In the years since, historians have gone to great lengths to recover what was lost. Raboteau combed through slave narratives, looking for every reference to faith. Harvey searched through travel narratives and white church records, looking for commentary on black Christians. Much of what he found was explicitly racist and dismissed African American faith as ignorant, but nonetheless it offered him glimpses of the forgotten Christians’ faith and practice.
Other recovery efforts are even more creative. At Colonial Williamsburg, for example, several African American men have been performing Gowan Pamphlet for visitors to the living history museum. James Ingram, one of the reenactors, started in 1998 with a two-paragraph description of everything that was then known about the black Baptist minister.
“What really stuck out to me was that those couple of paragraphs were kind of conjecture,” Ingram said.
For the past 22 years, Ingram has learned everything he could about the world Pamphlet lived in.
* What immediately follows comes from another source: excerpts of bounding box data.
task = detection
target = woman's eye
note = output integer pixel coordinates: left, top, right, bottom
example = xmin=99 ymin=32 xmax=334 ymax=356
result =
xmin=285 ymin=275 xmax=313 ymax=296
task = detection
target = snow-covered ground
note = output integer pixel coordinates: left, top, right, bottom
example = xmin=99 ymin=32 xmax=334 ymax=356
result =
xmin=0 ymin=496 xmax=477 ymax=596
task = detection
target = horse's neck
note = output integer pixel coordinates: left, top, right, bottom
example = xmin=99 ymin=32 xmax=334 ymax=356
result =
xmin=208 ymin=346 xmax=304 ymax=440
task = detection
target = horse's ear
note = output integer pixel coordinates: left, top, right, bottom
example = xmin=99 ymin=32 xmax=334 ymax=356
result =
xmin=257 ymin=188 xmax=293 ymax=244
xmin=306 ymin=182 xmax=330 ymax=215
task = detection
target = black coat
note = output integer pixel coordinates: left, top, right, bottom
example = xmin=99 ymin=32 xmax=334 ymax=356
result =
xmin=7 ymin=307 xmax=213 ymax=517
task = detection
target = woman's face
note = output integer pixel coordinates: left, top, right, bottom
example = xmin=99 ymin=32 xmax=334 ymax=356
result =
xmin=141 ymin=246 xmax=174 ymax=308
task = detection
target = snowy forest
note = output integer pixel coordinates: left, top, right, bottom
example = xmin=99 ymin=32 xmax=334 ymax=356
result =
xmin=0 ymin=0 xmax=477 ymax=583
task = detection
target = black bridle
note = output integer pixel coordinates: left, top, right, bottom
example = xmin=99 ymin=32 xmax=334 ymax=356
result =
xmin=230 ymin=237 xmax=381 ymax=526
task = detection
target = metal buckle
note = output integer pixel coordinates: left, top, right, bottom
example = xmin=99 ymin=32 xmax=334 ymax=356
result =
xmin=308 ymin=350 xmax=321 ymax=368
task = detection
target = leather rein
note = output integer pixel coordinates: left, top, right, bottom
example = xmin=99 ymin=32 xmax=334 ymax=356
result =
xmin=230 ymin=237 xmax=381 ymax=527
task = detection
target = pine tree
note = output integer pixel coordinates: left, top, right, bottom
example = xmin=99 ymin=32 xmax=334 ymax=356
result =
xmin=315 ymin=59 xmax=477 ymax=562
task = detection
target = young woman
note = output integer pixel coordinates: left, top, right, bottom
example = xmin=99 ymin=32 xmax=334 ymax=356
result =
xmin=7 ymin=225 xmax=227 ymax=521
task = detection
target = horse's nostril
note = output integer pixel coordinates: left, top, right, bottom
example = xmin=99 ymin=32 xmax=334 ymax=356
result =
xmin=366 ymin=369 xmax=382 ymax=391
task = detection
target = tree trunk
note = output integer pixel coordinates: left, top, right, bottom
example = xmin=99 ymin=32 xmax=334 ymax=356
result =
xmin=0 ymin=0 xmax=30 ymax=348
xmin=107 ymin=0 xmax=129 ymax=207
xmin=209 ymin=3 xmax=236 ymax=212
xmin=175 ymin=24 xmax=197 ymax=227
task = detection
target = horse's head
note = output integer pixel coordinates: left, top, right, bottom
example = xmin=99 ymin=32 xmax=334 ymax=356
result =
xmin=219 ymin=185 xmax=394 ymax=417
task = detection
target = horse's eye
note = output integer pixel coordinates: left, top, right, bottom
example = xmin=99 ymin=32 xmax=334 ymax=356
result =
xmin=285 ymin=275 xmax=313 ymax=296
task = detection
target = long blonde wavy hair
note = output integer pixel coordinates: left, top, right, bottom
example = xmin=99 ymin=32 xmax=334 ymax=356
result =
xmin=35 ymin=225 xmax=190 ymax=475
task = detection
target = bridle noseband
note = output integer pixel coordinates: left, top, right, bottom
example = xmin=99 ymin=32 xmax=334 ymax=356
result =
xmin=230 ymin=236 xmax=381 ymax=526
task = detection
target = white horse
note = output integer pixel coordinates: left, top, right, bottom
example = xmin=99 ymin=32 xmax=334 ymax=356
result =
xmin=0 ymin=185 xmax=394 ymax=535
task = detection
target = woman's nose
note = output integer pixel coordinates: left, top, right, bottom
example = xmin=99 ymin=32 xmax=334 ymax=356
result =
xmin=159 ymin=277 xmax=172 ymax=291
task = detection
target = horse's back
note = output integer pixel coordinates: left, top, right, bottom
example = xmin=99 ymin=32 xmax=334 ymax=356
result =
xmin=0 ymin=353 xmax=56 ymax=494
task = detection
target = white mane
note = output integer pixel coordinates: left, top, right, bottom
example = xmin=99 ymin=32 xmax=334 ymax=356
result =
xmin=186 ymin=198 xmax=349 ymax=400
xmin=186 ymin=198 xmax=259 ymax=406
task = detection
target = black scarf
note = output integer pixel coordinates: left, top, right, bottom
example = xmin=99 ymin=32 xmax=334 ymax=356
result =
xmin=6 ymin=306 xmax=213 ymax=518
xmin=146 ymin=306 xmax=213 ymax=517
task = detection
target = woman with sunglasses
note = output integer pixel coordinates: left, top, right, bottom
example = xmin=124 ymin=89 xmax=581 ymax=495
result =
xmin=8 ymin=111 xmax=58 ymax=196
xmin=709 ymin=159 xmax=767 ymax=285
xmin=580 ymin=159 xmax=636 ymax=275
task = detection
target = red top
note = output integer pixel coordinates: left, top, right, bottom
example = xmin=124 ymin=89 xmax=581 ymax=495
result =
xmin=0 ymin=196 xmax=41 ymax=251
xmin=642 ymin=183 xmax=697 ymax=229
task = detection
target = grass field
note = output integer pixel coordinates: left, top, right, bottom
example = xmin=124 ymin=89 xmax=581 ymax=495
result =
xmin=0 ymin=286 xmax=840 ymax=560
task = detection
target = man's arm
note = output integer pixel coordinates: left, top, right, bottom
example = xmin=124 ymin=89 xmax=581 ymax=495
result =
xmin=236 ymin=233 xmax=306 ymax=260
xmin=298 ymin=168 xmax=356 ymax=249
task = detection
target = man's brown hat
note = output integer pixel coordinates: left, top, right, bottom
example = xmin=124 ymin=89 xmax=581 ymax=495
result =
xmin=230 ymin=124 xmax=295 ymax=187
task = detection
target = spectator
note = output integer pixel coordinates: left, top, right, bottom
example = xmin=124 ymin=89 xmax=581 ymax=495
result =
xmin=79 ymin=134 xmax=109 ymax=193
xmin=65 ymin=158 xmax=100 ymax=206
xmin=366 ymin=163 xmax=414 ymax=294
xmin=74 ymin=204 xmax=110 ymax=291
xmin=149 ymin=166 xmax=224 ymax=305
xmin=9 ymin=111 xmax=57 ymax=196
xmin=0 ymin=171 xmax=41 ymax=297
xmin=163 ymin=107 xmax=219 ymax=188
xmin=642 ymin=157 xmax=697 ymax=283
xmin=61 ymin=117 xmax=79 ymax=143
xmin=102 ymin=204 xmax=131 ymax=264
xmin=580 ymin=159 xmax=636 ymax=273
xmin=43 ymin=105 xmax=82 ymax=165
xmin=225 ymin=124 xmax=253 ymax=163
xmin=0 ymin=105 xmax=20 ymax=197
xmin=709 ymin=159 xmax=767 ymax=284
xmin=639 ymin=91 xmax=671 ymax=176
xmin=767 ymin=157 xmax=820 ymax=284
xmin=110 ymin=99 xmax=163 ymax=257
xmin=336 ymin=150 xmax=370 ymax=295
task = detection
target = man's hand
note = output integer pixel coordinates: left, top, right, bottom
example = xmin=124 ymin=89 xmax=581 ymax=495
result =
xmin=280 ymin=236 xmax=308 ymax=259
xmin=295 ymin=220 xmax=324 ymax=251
And he has tried to imaginatively access Pamphlet’s history by using their shared experiences.
Ingram is also Baptist, also ordained, and also a black man who grew up in Virginia. He writes sermons as Pamphlet and thinks about what he would have preached in the years after the Declaration of Independance.
He’s hoping the excavation of the church will give him more information.
Jack Gary, the director of archaeology at Colonial Williamsburg, hopes so too. But it’s slow work. Six professional archaeologists and several graduate students pull back the soil by hand, running it through a screen and collecting and documenting everything they find. They take pictures and draw maps, noting even the stains in the dirt, which might tell them something. They record bits of glass, distinguishing which come from windows and which from wine bottles.
Later, they will wash it all, curate it, and work together to interpret the whole assemblage of things left behind and buried at the First Baptist Church.
They dig up an ink bottle, which means someone at this church could write. A vanilla extract bottle, which means someone was cooking. Animal bones, which might mean there was a barbecue. And they slowly uncover the foundation of the old church.
“The building itself is probably not going to be an architectural wonder,” Gary said. “But our study of it provides the place where we can have these conversations about the early African American Baptists and what they went through. You can stand on that spot and it’s powerful.”
Connie Matthews Harshaw felt that right away.
“It is nobody but God,” she said. “He is all up in the mix.”
Daniel Silliman is news editor for Christianity Today.